Of course, the questionnaire does not ask similar questions about any other type of personal property. For example, applicants are not asked to list any cars they own, who drives the cars, or what accidents the cars have been involved in—even though far more deaths and injuries each year involve motor vehicles than involve firearms.
Though past involvement in a gun-related mishap might be politically embarrassing, it is unclear why the transition team would find it more embarrassing than some other kind of accident. And if misuse of a gun would cause an applicant to have a criminal record or to get involved in litigation, that would be disclosed under other questions, such as those about lawsuits against the applicant or applicant’s spouse, and about criminal investigations, arrests, charges or convictions.
Besides being unnecessary, the question misleads applicants about existing firearm laws. The question demands that applicants provide “complete ownership and registration information” about all firearms owned. But only five states have statewide gun registration; of these, and only Hawaii requires registration of all types of firearms. And Federal law specifically forbids creation of a federal registration system (and we intend to keep it that way).

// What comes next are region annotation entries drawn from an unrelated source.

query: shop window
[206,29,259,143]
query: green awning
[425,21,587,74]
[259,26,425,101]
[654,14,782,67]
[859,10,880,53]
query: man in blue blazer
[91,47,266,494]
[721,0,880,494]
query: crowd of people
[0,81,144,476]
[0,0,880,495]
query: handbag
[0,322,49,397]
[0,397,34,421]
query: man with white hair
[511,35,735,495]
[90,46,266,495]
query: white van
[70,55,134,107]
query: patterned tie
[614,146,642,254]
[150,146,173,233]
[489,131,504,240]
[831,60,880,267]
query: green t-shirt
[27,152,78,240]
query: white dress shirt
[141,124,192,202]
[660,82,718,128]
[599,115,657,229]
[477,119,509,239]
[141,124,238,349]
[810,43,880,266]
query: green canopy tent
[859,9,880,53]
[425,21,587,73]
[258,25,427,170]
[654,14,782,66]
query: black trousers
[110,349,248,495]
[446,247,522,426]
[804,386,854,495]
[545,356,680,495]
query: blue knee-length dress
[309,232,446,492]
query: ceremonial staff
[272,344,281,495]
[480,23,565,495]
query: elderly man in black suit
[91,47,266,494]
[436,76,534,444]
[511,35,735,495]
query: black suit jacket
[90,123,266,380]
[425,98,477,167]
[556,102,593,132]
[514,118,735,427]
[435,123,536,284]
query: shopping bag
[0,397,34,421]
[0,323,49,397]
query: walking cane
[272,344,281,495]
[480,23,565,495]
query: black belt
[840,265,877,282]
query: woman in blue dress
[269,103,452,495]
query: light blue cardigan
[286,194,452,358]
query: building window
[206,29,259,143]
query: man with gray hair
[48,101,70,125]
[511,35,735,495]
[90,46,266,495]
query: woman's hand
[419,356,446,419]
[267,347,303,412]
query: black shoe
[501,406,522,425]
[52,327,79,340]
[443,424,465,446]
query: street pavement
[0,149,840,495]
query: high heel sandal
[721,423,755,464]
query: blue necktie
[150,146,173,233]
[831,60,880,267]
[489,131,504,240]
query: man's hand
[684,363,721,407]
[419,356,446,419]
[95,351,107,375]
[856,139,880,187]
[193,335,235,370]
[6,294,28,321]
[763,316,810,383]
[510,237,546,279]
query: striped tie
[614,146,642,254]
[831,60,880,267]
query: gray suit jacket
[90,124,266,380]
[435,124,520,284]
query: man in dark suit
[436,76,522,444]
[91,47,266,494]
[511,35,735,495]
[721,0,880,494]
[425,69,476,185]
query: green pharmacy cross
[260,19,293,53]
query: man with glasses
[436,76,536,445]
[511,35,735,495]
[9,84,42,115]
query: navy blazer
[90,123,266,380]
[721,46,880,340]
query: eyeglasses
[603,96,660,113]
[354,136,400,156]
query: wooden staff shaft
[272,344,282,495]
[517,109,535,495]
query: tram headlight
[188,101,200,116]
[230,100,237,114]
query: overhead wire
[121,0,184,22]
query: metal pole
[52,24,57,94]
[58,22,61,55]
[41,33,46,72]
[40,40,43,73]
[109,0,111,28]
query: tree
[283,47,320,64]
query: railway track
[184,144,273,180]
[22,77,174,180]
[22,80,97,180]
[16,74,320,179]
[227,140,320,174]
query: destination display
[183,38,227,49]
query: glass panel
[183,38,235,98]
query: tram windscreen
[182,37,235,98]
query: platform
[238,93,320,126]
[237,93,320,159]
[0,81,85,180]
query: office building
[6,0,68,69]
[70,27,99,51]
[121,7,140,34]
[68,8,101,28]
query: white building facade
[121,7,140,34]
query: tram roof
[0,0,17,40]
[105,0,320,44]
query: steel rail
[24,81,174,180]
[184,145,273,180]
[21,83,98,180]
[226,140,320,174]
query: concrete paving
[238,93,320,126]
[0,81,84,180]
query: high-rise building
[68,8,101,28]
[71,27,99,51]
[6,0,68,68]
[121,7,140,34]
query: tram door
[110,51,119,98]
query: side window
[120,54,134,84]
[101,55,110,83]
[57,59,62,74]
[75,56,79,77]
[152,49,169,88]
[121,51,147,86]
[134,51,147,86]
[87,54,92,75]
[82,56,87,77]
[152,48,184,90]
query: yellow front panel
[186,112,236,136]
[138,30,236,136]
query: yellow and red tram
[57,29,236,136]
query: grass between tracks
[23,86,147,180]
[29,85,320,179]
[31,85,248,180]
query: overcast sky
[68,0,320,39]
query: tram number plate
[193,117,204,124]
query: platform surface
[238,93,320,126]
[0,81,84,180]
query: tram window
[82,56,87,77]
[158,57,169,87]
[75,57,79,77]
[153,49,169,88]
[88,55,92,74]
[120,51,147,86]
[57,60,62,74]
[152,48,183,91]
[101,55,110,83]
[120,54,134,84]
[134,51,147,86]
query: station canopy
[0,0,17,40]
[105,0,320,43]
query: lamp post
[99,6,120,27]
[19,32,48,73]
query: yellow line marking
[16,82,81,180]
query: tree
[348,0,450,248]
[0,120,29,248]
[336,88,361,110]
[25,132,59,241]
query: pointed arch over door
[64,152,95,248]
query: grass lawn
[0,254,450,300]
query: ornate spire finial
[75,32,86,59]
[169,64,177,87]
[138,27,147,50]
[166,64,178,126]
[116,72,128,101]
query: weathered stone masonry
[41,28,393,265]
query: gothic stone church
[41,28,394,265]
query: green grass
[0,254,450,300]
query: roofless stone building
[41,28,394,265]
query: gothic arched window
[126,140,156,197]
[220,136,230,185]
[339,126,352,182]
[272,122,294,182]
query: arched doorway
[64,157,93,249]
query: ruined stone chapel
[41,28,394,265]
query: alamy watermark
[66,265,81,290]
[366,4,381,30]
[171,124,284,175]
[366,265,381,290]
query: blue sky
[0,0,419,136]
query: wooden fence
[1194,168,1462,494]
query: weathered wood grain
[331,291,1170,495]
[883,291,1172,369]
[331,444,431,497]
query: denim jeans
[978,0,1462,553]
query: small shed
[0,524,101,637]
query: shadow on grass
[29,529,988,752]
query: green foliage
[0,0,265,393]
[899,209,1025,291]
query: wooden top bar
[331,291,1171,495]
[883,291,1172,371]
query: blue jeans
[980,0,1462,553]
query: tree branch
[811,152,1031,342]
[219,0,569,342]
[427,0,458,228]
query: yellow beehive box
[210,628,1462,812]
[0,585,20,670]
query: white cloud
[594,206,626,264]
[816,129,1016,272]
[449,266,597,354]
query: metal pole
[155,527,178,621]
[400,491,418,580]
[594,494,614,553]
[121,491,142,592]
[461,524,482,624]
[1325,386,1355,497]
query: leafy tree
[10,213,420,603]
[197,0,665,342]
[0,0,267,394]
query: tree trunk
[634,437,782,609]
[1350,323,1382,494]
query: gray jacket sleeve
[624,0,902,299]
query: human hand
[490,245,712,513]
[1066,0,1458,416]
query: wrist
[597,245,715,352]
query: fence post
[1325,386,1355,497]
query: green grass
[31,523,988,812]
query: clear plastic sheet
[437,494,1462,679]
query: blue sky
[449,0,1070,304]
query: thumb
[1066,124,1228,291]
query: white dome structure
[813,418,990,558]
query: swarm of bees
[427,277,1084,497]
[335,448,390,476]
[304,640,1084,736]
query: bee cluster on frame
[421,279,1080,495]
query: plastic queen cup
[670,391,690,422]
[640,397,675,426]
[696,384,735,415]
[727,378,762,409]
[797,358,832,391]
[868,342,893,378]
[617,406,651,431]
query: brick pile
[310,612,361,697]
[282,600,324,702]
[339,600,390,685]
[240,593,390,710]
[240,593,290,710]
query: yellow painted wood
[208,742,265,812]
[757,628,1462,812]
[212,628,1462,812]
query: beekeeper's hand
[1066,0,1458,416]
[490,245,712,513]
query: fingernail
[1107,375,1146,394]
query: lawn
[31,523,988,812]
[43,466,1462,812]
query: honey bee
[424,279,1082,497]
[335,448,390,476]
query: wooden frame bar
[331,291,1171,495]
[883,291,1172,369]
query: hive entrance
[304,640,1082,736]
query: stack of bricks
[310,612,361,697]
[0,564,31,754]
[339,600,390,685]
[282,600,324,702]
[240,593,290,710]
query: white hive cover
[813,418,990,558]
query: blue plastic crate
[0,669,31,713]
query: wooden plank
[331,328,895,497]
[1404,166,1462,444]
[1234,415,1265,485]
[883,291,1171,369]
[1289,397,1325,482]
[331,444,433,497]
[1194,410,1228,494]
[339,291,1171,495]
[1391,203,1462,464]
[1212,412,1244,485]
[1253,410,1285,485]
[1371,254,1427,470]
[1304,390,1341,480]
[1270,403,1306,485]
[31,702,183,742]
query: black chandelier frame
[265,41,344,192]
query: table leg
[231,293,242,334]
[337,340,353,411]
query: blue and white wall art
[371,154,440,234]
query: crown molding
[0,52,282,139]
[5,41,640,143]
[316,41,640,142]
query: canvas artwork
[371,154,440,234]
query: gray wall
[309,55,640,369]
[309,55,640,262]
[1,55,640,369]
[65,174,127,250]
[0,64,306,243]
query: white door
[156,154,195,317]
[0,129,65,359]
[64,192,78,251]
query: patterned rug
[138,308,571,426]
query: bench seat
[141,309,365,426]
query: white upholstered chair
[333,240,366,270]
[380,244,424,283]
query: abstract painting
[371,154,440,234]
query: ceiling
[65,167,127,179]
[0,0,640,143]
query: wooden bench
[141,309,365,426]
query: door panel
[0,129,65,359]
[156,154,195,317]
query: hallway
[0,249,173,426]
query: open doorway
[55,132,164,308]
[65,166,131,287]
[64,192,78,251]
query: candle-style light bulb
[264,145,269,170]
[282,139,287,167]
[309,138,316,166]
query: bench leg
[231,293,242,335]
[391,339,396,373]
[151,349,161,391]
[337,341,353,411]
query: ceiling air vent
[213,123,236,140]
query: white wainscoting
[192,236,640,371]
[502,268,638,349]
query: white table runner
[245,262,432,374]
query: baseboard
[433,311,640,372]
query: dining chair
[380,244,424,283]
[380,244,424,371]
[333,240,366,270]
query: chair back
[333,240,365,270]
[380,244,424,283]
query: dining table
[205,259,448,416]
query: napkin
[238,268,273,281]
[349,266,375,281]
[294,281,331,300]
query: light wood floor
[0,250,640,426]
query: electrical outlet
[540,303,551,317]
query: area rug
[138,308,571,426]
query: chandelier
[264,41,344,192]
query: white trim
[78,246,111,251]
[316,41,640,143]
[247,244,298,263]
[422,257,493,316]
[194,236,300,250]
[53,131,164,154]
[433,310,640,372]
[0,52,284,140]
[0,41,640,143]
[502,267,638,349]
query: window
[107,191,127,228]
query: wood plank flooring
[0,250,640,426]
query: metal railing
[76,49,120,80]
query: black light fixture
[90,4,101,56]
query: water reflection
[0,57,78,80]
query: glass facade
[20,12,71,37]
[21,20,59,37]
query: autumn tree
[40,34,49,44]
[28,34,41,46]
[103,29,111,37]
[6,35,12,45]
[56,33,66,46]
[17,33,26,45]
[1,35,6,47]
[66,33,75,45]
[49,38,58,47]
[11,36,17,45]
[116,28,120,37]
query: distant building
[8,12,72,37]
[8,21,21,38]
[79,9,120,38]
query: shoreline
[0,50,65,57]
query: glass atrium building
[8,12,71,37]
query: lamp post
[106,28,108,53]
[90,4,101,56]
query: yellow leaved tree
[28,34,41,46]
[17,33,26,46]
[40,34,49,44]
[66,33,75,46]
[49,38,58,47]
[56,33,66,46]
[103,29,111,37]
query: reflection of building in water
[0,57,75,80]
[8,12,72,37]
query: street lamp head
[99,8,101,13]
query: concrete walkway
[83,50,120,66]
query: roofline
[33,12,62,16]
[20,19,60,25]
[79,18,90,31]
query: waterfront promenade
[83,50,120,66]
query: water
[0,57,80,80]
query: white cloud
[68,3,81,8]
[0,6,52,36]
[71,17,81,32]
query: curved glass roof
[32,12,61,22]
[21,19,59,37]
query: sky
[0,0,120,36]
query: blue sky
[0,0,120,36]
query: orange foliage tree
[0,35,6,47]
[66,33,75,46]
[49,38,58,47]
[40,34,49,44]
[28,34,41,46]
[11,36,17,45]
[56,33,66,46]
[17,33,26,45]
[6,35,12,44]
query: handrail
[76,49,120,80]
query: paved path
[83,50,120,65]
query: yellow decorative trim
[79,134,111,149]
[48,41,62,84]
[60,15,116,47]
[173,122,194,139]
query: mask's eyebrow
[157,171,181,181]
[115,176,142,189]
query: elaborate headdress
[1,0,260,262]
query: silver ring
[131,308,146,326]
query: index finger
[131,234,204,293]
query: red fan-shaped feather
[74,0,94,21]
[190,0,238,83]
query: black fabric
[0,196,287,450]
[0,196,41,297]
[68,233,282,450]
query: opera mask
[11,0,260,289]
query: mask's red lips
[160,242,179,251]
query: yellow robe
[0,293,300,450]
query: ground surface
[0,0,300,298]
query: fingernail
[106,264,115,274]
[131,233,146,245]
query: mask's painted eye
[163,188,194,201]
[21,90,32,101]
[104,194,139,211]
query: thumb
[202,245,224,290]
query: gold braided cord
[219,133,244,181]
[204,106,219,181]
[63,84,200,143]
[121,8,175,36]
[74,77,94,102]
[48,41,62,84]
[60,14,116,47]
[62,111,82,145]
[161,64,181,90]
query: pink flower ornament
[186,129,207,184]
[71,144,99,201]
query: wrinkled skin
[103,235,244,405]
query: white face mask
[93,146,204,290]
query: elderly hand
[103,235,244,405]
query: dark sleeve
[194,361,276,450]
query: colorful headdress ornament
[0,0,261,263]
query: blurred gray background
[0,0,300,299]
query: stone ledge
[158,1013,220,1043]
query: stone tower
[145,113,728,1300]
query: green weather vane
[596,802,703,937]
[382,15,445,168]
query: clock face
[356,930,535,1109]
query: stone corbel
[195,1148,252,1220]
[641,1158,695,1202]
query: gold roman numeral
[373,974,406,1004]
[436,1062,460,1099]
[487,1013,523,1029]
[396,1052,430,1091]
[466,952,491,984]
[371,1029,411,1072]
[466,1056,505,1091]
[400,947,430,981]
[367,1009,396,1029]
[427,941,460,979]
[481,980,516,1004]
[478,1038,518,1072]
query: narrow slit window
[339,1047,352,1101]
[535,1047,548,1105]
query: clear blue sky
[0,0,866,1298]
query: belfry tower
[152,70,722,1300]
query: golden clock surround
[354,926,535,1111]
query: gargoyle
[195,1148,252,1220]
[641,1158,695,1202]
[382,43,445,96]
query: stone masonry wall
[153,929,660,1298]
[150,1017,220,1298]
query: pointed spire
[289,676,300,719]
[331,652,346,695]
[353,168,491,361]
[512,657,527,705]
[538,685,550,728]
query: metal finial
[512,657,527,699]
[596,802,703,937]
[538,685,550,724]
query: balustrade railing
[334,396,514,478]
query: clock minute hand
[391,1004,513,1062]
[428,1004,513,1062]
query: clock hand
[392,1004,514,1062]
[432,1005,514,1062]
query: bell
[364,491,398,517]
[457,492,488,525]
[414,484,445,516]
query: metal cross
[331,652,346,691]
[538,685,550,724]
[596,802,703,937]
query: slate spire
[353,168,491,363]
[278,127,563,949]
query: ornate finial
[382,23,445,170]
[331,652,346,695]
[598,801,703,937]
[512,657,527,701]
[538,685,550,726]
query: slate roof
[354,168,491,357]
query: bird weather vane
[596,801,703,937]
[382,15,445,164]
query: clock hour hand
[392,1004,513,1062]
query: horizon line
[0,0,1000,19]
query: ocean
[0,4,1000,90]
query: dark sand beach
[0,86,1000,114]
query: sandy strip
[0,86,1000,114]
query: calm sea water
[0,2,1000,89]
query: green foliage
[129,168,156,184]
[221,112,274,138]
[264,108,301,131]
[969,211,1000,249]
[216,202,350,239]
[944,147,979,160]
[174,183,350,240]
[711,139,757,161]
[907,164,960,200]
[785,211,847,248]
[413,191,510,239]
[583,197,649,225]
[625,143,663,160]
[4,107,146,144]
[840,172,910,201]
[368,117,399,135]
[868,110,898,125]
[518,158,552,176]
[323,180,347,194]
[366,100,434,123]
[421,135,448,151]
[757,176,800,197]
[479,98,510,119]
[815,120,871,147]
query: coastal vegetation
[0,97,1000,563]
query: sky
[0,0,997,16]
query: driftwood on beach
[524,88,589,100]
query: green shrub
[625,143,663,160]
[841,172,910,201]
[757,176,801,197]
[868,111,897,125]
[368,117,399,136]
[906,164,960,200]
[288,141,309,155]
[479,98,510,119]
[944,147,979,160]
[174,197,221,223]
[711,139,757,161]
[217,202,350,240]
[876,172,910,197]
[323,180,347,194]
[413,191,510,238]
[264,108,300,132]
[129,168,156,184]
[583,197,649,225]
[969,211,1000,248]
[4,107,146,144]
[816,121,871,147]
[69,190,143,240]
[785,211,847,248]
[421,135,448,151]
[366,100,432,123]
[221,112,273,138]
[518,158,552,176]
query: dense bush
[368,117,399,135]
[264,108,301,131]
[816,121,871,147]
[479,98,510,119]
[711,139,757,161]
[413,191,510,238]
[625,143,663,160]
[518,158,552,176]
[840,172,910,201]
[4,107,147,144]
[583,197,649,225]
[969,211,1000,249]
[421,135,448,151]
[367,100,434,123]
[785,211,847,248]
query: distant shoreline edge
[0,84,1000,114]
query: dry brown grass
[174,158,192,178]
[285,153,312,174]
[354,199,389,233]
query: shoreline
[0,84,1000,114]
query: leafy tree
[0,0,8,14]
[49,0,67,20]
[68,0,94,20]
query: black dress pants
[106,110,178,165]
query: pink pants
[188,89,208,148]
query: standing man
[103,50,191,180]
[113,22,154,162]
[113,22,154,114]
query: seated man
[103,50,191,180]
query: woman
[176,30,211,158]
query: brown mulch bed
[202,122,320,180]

The question also asks applicants to report any lapse in registration, but this, too, is misleading. Only New York City and three nearby counties require periodic renewal of a firearm registration, and then only as part of the process for renewing a handgun license.
Finally, the question asks applicants how the firearm is used. Once again, if an applicant is not using his gun to commit crimes, how could this possibly be relevant to a person’s fitness to serve in the Obama administration?
The possibilities are chilling.
Will applicants who own firearms for self-defense in the home be disqualified, given Obama’s votes at the state level to disallow self-defense arguments by people who used guns to protect themselves in the home, in spite of a local gun ban?
Will applicants be disqualified if they legally carry a firearm for self-protection outside the home, given Obama’s ongoing opposition to state Right-to-Carry laws, and his call for an unconstitutional federal law to outlaw Right-to-Carry?
Will hunters be disqualified, given the endorsement of Obama’s candidacy by the Humane Society of the United States, one of our nation’s most radical anti-hunting lobbies?
One thing is for sure: If the Obama team thinks these are good questions to ask job applicants, it’s only a matter of time before they’ll want to ask the rest of us, too.